Real Madrid’in ‘kral’ manasındaki ‘real’ sıfatı, seri sonunda ismini 4. kere son 4 kadro ortasına ismini yazdıran Anadolu Efes’in omuzlarına çok yakıştı.
Maçı getiren son üçlüğü sokan Simon’un eline sıhhat… Ve kazandıkları son iki maçta sakat olduğun için oynamayan Tavares’i kritik anlarda alanda tutarak bize açık saha oynama alanı açan koç Pablo Laso’ya; tuttuğun altın olsun!.. Tavares oynayınca biz de Sertaç Ulu ve Bryant Dunston ile iki uzunlu beşlerle oynayarak dışardan isabetsiz olduğumuz gecede pota altı istikrarını kurabildik. Sonuna kadar oynamasını sabırla beklediğimiz Larkin uzun müddet sıfır çekerken, maçı ve geceyi kurtaran Singleton oldu.

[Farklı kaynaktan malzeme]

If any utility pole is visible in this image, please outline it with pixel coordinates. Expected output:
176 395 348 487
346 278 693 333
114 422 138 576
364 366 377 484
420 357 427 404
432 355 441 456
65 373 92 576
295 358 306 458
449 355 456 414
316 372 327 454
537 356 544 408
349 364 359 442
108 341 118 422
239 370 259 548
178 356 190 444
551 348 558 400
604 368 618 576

Ergin Ataman da formsuzdu aslında. ‘Koş koş at’ hamle yapısıyla kadronun ritmini yükseltip geçiş oyunlarıyla kolay sayılar bulacak halde kullanmak yerine grubunu yarı saha set basketboluna kasarak, rakibi Madrid’de galibiyete taşıyan 1-2-2 değişken alan savunmasına yeniden tahlil üretemedi…
ÜÇÜNCÜ ÇEYREĞİN EFENDİSİYİZ
Seride yüzde 58 üçlük sokan Beaubois yanında otururken, kırılma anlarında dökülen ve kendiyle savaşan Larkin’deki ısrar, az daha geceye mâl oluyordu. Güya savunmaya tartı veriyorduk lakin köşelerden Trey Thompkins milyoner oldu.
3. çeyrekte rakibi yakalayarak öne de geçtik lakin kıramadık maçı. Tüm aksiliklere karşın son çeyreğe 2 sayı önde girdik. Micic ve Simon’un son dakika oynama maharetleri veteran Llull ve Fernandez’e bu sefer galip geldi. Madrid’de olduğu üzere oyunu çirkinleştiremeyince, 9 sefer Dörtlü Final oynamış kadro, tacı ve tahtı İstanbul’da bıraktı.
Köln’de grup oyunu kıvamında oynarsak, CSKA’yı yarı finalde eleyip final oynarız.